Of the overall increase in river usage, he said, “I’ve never seen anything like it.”
He said he had sympathy for people trying to escape the hot weather and, after finding other options in the state closed, making their way to the Housatonic.
But he wasn’t happy about the garbage being left behind.
Lindsay Larson, Conservation Projects Manager at the Housatonic Valley Association (HVA), said in a phone interview that groups of interns have been out on the river on weekends doing outreach and distributing large garbage bags.
She said that the River Information and Outreach program (RIO) program was created in 2018 to respond to the increased use of access sites along the river that are essentially unmanaged or lightly supervised.
This year, as many sites south of the Salisbury-to-Cornwall area have been closed, RIO’s focus has been from the Great Falls south to Cornwall Bridge.

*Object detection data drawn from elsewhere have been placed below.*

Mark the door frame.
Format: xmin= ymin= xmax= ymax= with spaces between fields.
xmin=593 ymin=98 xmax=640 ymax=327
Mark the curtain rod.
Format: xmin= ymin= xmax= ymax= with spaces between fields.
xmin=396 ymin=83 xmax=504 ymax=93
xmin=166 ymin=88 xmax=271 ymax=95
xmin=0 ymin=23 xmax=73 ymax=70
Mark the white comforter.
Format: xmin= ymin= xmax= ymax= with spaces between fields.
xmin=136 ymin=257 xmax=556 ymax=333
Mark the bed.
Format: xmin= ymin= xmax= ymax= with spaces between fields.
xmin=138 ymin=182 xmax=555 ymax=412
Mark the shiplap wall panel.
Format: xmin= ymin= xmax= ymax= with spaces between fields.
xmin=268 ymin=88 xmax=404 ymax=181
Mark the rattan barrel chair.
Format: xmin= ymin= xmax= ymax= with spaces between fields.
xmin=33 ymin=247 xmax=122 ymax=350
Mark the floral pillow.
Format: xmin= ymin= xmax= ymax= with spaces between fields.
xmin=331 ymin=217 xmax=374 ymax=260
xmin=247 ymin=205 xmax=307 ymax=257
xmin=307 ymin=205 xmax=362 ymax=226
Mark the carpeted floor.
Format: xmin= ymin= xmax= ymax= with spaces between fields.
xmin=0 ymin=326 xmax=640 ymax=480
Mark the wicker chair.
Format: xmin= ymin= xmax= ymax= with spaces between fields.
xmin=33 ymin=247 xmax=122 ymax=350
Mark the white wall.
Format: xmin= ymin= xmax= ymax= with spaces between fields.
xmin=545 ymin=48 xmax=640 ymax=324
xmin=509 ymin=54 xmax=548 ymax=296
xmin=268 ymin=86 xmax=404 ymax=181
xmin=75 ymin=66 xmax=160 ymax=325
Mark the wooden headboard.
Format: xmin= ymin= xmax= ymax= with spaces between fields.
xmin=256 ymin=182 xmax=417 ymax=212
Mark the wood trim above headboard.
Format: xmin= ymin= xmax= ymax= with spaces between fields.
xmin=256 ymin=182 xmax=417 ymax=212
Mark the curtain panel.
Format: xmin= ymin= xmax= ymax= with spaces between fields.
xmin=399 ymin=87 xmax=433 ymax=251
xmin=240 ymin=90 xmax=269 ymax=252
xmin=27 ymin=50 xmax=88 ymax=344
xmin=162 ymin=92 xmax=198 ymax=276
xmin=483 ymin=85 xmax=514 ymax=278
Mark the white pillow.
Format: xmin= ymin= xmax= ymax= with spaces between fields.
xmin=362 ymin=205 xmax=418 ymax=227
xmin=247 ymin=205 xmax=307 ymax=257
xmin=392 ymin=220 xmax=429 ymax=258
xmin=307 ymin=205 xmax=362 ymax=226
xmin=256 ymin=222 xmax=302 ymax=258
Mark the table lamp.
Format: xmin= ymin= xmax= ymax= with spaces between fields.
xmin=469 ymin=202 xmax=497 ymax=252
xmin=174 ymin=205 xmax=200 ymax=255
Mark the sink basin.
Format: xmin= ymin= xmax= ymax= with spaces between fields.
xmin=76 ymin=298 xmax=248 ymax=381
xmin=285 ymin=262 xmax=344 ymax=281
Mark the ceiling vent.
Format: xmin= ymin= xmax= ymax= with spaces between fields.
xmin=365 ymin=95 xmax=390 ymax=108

This stretch includes the popular Trout Management Area, which in turn contains a fly-fishing only section.
The interns also collect information on where people are coming from and what activities they pursue at the river.
And they pick up garbage, as does a second group of HVA interns, whose primary focus is on conservation work.
Asked if the interns get any pushback from the visitors, Larson said that people are generally cooperative.
“We want to keep the river clean and safe,” she said.
Larson added that during the fall and winter, HVA, the Housatonic River Commission, state and municipal officials and interested parties (anglers, recreational boaters, private landowners, etc.) will get together to develop a regional approach to river usage and safety.